Le voleur ne s’éloigne pas à toute bride, ce qui l’aurait promptement fait disparaître. Mais tantôt ralentissant, tantôt pressant sa fuite, il s’en va au galop ou au trot. Astolphe et lui sortent du bois après une longue course, et tous les deux arrivent enfin là où tant de nobles barons, sans être vraiment en prison, étaient plus retenus que s’ils avaient été réellement prisonniers.
Le paysan se réfugie dans le château, avec le destrier qui égale le vent à la course. Force est à Astolphe embarrassé par son écu, son casque et ses armes, de le suivre de loin. Cependant il arrive lui aussi au château, et là, il perd complètement les traces qu’il avait suivies jusque-là. Il ne voit plus ni Rabican, ni le voleur ; en vain il tourne les yeux de tous côtés, en vain il presse le pas.
Il presse le pas, et s’en va cherchant en vain par toutes les chambres, dans toutes les galeries et les salles. Il perd sa peine, et ne peut parvenir à savoir où le paysan perfide a caché Rabican, son coursier fidèle, plus que tout autre rapide à la course. Pendant tout ce jour, il cherche vainement, en haut, en bas, au dedans et au dehors.
Ennuyé et las de tant tourner, il songe qu’il pourrait bien être dans un lieu enchanté, et il se souvient du livre que Logistilla lui a donné dans l’Inde pour qu’il puisse déjouer tous les enchantements dans lesquels il tombera. Il a toujours ce livre à son côté ; il consulte la table, et voit tout de suite à quelle page est le remède.

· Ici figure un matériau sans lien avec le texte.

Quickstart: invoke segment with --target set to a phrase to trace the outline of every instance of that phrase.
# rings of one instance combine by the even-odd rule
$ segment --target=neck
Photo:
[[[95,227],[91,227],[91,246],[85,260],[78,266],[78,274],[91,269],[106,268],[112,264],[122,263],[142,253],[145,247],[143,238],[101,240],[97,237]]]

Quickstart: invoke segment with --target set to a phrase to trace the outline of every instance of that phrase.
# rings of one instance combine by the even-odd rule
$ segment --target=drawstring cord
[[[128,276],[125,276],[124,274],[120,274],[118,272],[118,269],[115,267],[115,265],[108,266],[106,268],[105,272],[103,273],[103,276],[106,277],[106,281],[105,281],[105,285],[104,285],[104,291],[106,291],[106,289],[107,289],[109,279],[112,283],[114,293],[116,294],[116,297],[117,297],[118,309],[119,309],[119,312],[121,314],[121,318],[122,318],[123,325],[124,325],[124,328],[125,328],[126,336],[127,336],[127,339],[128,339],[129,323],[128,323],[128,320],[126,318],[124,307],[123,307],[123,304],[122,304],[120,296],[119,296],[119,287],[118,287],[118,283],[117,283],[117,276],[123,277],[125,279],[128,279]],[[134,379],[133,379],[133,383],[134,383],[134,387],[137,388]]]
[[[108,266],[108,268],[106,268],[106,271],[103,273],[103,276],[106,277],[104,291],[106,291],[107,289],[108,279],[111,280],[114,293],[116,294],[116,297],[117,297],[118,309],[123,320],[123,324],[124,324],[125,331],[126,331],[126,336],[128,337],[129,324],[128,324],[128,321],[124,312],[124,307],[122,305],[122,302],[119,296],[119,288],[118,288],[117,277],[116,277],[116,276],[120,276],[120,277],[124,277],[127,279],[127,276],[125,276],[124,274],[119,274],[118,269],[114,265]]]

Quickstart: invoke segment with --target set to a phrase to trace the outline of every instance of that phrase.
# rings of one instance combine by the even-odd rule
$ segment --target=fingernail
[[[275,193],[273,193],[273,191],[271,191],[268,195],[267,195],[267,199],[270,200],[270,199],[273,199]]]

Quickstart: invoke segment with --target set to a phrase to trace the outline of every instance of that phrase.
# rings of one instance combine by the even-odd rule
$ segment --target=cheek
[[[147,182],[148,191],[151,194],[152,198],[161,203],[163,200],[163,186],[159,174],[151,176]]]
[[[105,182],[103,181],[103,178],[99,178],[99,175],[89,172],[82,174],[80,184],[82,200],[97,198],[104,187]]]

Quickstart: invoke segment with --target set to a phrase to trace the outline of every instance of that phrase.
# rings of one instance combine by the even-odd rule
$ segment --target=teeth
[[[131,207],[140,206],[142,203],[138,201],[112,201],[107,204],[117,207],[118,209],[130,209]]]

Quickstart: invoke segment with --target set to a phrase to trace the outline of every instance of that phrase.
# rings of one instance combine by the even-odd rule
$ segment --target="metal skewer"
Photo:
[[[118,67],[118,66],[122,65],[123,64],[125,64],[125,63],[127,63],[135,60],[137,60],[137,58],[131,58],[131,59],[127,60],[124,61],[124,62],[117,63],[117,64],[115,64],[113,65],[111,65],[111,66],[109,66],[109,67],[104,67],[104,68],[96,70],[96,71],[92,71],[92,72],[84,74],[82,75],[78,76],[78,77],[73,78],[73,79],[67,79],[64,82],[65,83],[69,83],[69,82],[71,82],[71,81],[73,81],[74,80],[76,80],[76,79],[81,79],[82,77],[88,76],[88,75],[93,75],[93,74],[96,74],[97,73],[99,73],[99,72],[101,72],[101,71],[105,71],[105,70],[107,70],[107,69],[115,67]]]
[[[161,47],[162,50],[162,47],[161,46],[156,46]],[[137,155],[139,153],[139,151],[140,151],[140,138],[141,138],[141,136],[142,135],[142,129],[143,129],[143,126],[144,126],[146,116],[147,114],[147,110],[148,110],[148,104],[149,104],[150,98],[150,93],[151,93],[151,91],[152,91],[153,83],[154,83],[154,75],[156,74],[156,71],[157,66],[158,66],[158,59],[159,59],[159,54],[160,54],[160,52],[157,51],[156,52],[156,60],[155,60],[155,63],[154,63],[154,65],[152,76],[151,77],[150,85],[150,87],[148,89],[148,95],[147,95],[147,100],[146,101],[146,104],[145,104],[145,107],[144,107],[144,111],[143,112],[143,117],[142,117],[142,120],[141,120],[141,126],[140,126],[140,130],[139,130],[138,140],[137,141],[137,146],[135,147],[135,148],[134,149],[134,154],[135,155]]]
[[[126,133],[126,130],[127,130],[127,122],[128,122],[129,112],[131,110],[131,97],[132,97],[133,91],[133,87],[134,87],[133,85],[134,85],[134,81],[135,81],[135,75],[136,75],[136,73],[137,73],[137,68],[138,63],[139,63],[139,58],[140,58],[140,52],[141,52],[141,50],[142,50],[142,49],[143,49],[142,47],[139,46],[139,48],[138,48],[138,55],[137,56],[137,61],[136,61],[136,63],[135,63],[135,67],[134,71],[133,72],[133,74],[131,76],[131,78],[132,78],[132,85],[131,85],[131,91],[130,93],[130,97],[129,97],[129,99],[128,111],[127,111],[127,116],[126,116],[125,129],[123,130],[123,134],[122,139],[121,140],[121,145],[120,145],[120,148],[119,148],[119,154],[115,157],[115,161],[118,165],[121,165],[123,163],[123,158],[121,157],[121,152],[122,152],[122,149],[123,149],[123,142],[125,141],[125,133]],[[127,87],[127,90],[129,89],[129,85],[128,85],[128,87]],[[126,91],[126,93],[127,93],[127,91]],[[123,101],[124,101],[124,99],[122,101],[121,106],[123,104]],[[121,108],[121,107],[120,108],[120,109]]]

Le palais enchanté était décrit tout au long dans le livre. On y trouvait aussi les divers moyens de confondre le magicien et de dénouer les liens dans lesquels il retenait tous ces prisonniers. Sous le seuil de la porte était renfermé un esprit. C’était lui qui causait toutes ces illusions, tous ces prestiges. Il suffisait de lever la pierre de son sépulcre, pour voir le château réduit par lui en fumée.
Désireux de conduire à bonne fin une si glorieuse entreprise, le paladin s’empresse d’essayer si le marbre est trop pesant pour son bras. Mais Atlante qui voit ses mains prêtes à détruire tous ses artifices, et qui est inquiet de ce qui peut arriver, vient l’assaillir par de nouveaux enchantements.
Grâce à ses larves diaboliques, il le fait paraître tout différent de ce qu’il est. Pour les uns c’est un géant, pour les autres un paysan, pour d’autres un chevalier à figure déloyale. Chacun voit le paladin sous la forme où le magicien lui est apparu dans le bois ; de sorte que, pour ravoir ce que le magicien leur a enlevé, tous se précipitent sur Astolphe.
Roger, Gradasse, Iroldo, Bradamante, Brandimart, Prasilde, et les autres guerriers, dans leur nouvelle erreur, s’avancent furieux et pleins de rage, pour mettre le duc en pièces. Mais celui-ci, en un pareil moment, a recours à son cor et fait courber soudain tous ces esprits altiers. S’il n’avait pas recouru au son terrifiant, le paladin était tué sans rémission.
Mais aussitôt qu’il a embouché le cor, et que l’horrible son s’est fait entendre, les chevaliers prennent la fuite comme les colombes au coup de fusil. Le nécromant fuit non moins que les autres. Pâle, affolé, rempli de terreur, il sort de sa retraite et fuit au loin jusqu’à ce que l’horrible son ne parvienne plus à son oreille.
Les gardes fuient avec leurs prisonniers ; les chevaux, qu’une simple corde ne peut retenir, s’échappent de leurs écuries et suivent leurs maîtres par divers sentiers. Il ne reste dans le château ni chat ni rat, au son du cor qui semble dire : Sus ! sus ! Rabican s’en serait allé avec les autres, si le duc n’était parvenu à le saisir à sa sortie.